What iTextSharp support:
- PDF generation
- PDF manipulation (stamping watermarks, merging/splitting PDFs and so on)
- PDF form filling
- XML functionality
- Digital signatures
- Simple code showing how to use iTextSharp:
-
- Document document = new Document(PageSize.A4, 50, 50, 25, 25);
-
-
- FileStream output = new FileStream("firstPdf.pdf", FileMode.Create);
-
- var writer = PdfWriter.GetInstance(document, output);
-
-
- document.Open();
-
-
- Paragraph welcomeParagraph = new Paragraph("Hello, World!");
-
-
- document.Add(welcomeParagraph);
-
-
- document.Close();
Screenshot
Sample Code to Scan Barcode from PDF
In this part, I present you complete code to fulfill the job. If you don't know how to use the barcode library, please check Sourav Kayal's article. The “Hello, World!” code will make you understand how to use iTextSharp.

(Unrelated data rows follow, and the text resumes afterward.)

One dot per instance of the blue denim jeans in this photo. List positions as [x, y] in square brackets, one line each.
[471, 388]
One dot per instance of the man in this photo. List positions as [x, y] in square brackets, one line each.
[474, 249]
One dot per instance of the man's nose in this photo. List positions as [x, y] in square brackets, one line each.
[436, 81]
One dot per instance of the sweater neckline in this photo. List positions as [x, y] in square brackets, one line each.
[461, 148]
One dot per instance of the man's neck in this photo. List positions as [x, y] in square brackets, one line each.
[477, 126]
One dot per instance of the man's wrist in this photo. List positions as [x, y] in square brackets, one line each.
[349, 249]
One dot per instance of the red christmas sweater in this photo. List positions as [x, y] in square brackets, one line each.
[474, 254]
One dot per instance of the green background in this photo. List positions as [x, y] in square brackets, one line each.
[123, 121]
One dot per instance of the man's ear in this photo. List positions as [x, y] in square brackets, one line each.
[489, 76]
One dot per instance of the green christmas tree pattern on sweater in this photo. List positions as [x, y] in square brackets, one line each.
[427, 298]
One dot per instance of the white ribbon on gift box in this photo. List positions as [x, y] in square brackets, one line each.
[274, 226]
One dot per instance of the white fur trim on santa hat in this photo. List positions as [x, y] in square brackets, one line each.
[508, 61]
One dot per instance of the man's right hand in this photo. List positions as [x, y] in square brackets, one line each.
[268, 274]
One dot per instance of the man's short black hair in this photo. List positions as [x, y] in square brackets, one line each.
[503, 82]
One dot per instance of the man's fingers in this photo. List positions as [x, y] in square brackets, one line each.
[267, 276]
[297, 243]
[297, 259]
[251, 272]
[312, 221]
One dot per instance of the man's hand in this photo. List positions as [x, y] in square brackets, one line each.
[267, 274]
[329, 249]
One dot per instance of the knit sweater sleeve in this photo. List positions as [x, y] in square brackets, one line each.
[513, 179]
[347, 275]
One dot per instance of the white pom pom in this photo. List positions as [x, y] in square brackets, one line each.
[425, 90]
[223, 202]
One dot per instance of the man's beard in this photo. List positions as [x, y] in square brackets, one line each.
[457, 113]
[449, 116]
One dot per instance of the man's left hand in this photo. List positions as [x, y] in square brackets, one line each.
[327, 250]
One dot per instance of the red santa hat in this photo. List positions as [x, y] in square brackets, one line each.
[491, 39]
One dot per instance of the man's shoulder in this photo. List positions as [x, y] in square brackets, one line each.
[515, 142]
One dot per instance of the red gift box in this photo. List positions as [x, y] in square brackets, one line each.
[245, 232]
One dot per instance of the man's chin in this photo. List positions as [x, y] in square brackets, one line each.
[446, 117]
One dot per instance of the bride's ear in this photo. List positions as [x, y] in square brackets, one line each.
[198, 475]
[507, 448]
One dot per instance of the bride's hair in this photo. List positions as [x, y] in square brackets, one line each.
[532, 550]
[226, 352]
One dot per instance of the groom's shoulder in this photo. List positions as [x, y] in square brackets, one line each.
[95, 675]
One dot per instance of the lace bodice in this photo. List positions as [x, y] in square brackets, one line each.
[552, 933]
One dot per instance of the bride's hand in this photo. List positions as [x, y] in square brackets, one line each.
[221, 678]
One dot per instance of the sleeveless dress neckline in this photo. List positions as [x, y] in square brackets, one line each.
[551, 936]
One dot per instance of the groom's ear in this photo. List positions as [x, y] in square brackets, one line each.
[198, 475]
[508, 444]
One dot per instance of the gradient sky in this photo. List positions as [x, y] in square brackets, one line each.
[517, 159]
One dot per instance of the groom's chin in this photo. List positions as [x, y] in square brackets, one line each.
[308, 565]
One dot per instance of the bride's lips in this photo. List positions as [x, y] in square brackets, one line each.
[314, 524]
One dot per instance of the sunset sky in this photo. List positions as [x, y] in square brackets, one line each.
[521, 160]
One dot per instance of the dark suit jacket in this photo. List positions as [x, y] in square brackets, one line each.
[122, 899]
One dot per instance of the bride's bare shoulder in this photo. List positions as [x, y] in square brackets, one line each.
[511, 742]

The method GetImages uses iTextSharp to extract images from a PDF document.
Source PDF document
The method GetImages
- private static void GetImages(string filename)
- {
- int pageNum = 1;
-
- PdfReader pdf = new PdfReader(filename);
- PdfDictionary pg = pdf.GetPageN(pageNum);
- PdfDictionary res = (PdfDictionary)PdfReader.GetPdfObject(pg.Get(PdfName.RESOURCES));
- PdfDictionary xobj = (PdfDictionary)PdfReader.GetPdfObject(res.Get(PdfName.XOBJECT));
- if (xobj == null) { return; }
- foreach (PdfName name in xobj.Keys)
- {
- PdfObject obj = xobj.Get(name);
- if (!obj.IsIndirect()) { continue; }
- PdfDictionary tg = (PdfDictionary)PdfReader.GetPdfObject(obj);
- PdfName type = (PdfName)PdfReader.GetPdfObject(tg.Get(PdfName.SUBTYPE));
- if (!type.Equals(PdfName.IMAGE)) { continue; }
- int XrefIndex = Convert.ToInt32(((PRIndirectReference)obj).Number.ToString(System.Globalization.CultureInfo.InvariantCulture));
- PdfObject pdfObj = pdf.GetPdfObject(XrefIndex);
- PdfStream pdfStrem = (PdfStream)pdfObj;
- byte[] bytes = PdfReader.GetStreamBytesRaw((PRStream)pdfStrem);
- if (bytes == null) { continue; }
- using (System.IO.MemoryStream memStream = new System.IO.MemoryStream(bytes))
- {
- memStream.Position = 0;
- System.Drawing.Image img = System.Drawing.Image.FromStream(memStream);
-
- string path = Path.Combine(String.Format(@"result-{0}.jpg", pageNum));
- System.Drawing.Imaging.EncoderParameters parms = new System.Drawing.Imaging.EncoderParameters(1);
- parms.Param[0] = new System.Drawing.Imaging.EncoderParameter(System.Drawing.Imaging.Encoder.Compression, 0);
- var jpegEncoder = ImageCodecInfo.GetImageEncoders().ToList().Find(x => x.FormatID == ImageFormat.Jpeg.Guid);
- img.Save(path, jpegEncoder, parms);
- }
- }
- }
The following shows how to use the barcode library to scan the extracted image:
-
- GetImages("source2.pdf");
-
-
- bool imageExist = File.Exists("result-1.jpg");
- if (imageExist)
- {
- string scaningResult = Spire.Barcode.BarcodeScanner.ScanOne("result-1.jpg");
- Console.WriteLine(scaningResult);
- }
-
- Console.WriteLine("Done!");
- Console.ReadLine();
Result
Conclusion
You are welcome to test the code to scan barcodes from a PDF document. I hope this article may provide you some help in programming.